- Country: India
- State: Arunachal Pradesh
- Established: 1 March 2024

Population (2011)
- • Total: 30,000
- Time zone: UTC+05:30 (IST)
- Vehicle registration: AR
- Website: https://igod.gov.in/district/mqv7UpQB15Llg5edj1we/sub_districts

= Keyi Panyor district =

Keyi Panyor district is one of the 28 districts of Arunachal Pradesh state in northeastern India. Yachuli is its headquarters.

==History==
In December 2022, the All Yachuli Student Union (AYSU) demanded creation of Keyi Panyor district, by bifurcating the then existing Lower Subansiri district.

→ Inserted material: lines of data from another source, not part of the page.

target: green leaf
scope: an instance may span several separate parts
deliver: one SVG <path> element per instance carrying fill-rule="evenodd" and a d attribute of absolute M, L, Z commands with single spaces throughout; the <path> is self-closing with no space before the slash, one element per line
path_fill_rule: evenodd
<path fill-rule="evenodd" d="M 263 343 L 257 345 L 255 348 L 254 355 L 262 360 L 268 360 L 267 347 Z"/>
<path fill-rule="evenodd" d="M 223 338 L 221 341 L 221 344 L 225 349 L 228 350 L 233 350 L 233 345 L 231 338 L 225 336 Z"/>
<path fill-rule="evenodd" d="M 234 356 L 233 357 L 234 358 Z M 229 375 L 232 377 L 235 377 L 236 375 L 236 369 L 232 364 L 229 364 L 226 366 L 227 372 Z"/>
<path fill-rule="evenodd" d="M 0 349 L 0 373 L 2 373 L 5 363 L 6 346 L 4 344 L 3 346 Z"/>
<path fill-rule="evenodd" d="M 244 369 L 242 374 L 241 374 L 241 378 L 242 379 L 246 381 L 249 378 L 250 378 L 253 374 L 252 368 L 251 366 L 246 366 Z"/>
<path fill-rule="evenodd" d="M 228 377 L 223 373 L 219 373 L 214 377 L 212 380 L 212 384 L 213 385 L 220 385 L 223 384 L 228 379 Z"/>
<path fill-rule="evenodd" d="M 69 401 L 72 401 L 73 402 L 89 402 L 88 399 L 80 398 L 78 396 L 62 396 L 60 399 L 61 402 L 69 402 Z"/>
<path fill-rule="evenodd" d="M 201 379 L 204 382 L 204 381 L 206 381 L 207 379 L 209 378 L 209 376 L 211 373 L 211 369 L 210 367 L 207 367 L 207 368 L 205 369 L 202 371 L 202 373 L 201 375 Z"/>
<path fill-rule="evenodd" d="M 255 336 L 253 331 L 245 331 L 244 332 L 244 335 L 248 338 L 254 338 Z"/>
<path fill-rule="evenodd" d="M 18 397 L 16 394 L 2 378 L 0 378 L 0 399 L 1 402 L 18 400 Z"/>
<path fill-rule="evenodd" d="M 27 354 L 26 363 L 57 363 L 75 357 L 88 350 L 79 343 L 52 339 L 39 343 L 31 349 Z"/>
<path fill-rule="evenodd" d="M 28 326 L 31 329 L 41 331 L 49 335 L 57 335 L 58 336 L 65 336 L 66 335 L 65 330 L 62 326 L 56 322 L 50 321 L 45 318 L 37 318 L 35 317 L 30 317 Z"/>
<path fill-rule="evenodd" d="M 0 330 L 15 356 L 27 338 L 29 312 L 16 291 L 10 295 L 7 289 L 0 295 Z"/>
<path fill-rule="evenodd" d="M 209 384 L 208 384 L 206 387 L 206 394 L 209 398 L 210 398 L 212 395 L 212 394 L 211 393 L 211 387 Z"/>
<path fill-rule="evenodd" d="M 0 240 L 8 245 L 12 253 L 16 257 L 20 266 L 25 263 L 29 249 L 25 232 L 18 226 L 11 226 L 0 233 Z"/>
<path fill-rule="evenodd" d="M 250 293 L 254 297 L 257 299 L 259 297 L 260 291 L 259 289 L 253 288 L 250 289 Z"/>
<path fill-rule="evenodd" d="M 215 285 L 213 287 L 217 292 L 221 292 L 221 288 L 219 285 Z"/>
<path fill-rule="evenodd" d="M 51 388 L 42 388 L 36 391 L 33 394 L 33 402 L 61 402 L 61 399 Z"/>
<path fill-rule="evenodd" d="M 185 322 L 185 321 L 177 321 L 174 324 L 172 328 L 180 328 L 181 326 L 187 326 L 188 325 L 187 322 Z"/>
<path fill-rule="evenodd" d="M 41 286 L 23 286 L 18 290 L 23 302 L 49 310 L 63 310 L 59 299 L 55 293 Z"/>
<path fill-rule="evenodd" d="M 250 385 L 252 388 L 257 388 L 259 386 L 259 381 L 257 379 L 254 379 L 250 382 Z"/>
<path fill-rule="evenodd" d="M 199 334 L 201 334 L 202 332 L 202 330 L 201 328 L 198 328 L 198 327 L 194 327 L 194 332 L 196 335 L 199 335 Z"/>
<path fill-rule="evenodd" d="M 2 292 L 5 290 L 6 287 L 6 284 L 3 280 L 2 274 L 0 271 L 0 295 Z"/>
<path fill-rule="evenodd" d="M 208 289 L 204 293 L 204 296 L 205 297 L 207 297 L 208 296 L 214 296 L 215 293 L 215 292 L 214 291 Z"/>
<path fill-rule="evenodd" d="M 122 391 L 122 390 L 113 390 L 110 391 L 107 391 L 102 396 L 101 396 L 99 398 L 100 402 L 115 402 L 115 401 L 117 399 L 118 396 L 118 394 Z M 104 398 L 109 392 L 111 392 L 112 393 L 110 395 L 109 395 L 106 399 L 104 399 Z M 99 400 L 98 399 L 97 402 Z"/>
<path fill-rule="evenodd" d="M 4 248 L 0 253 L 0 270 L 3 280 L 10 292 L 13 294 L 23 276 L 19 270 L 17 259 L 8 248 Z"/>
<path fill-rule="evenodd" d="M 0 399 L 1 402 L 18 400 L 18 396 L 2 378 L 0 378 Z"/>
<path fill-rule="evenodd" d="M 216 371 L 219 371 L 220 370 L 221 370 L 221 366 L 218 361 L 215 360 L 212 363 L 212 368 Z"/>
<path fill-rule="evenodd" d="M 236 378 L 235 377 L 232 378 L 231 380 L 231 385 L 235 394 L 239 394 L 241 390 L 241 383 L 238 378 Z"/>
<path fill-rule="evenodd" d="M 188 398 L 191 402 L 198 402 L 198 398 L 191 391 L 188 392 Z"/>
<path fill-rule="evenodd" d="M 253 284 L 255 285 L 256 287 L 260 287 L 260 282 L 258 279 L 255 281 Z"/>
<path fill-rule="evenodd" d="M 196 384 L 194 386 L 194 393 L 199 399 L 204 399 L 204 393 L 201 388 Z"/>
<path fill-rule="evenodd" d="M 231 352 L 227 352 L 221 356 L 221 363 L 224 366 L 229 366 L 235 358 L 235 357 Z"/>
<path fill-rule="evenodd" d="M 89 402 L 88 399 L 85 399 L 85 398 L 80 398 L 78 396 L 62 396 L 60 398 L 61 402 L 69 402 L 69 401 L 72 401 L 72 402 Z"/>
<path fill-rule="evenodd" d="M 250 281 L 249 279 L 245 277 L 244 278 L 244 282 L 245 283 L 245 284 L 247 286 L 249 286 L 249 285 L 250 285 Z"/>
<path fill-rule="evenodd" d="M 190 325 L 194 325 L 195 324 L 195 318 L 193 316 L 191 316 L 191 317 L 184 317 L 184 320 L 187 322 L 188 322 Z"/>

In September 2023, the Arunachal Pradesh Chief Minister Pema Khandu announced creation of district. And in February 2024, the cabinet approved the bill for district creation. It was formed by carved out 195 villages from Lower Subansiri district. In March 1, 2024, the district was officially inaugurated.

== Demographics ==
The district is populated mainly by the Nyishi people. It has a population of over 30,000 and includes 195 villages.

== Divisions ==
The district is represented by the Yachuli Assembly constituency in the Arunachal Pradesh Legislative Assembly. The district is part of Arunachal West Lok Sabha constituency.